Intraoperative clinical photos of the 3 patients. In the first patient, the tumor was buried in the carpal bone and CMC joint; the articular capsule and boundary under the extensor tendon were unclear (A). Marginal excision was performed to remove all potential masses (B and C). In the second patient, the mass was found in the subcutaneous layer, enveloping the extensor tendons (D). The calcified mass invading the surrounding retinaculum and joint capsule was not distinguished (E), and was detached from the bone and adjacent joints (F). In the third patient, solid, mass-like synovium invaded the retinaculum, joint capsule, underlying bone, and joints with intact tendon (G), and was subsequently removed (H).
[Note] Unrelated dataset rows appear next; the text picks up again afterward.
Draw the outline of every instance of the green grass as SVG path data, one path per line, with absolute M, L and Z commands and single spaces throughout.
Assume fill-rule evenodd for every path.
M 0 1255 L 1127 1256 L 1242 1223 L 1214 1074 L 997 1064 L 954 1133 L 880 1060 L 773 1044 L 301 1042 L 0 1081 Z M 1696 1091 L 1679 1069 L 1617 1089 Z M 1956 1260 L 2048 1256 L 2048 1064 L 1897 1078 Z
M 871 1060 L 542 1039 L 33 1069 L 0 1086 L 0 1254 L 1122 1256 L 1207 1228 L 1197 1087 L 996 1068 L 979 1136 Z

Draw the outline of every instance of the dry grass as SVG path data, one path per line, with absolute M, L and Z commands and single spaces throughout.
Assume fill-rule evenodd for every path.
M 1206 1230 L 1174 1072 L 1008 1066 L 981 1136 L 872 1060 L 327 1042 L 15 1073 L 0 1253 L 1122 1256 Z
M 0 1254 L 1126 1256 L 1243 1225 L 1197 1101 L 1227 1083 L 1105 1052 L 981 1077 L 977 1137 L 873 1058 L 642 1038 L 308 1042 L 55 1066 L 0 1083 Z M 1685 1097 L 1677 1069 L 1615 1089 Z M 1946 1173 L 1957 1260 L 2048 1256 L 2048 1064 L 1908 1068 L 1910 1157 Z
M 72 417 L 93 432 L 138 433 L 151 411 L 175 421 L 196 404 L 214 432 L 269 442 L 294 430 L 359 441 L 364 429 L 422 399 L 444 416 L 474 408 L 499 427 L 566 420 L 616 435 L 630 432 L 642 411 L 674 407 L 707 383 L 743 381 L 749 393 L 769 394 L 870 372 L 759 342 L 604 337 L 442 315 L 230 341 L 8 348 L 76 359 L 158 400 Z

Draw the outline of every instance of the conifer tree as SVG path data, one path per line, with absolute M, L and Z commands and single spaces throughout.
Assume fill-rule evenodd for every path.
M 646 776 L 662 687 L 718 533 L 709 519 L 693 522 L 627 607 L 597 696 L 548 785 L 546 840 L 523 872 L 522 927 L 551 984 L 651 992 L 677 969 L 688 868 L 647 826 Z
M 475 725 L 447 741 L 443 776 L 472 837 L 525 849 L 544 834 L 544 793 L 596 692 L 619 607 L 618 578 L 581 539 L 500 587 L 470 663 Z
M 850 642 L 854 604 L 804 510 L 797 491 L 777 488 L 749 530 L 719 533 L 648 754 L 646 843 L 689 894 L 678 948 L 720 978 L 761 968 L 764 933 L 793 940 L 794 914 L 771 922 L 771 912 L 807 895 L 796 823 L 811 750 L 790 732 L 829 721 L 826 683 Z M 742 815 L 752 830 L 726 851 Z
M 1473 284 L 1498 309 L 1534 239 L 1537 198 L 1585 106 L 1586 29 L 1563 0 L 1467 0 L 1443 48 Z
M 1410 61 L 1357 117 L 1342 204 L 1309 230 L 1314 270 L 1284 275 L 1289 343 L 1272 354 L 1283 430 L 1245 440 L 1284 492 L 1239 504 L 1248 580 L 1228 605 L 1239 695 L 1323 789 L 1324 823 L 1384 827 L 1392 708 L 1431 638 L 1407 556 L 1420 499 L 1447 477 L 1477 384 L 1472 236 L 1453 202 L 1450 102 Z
A separated volar approach was used to remove the volar aspect lesion (I).

Figure 5

Pathological findings of the 3 patients. Case 1: giant cell tumor of the tendon sheath (A and B); Case 2: calcifying aponeurotic fibroma (C and D); Case 3; rheumatoid arthritis (E, F, and G). (A) Moderately cellular tumor showing abundant mononuclear cells and evenly scattered, multinucleated, osteoclast-like giant cells (arrows) within hyalinized fibrous stroma (HE ×40). (B) The mononuclear component of the tumor contains small to medium sized cells, with ovoid nuclei and a pale cytoplasm. Osteoclast-like giant cells (arrows) are occasionally admixed (HE ×200). (C) Zone of hyalinized chondroid matrix and chondrocyte-like cells with calcified nodules (HE ×100). (D) Cellular area showing plump/epithelioid to spindle cells, osteoclast-like giant cells (arrows), and spotty calcification (arrowheads) (HE ×200). (E) Proliferative synovitis with villous hypertrophy, and dense inflammatory cell infiltration with lymphoid follicles (arrows) (HE ×40). (F) Presence of fibrinoid necrosis (arrowheads) (HE ×40). (G) Inflammatory infiltrates are primarily composed of lymphocytes (upper left) and plasma cells (lower right) (HE ×200).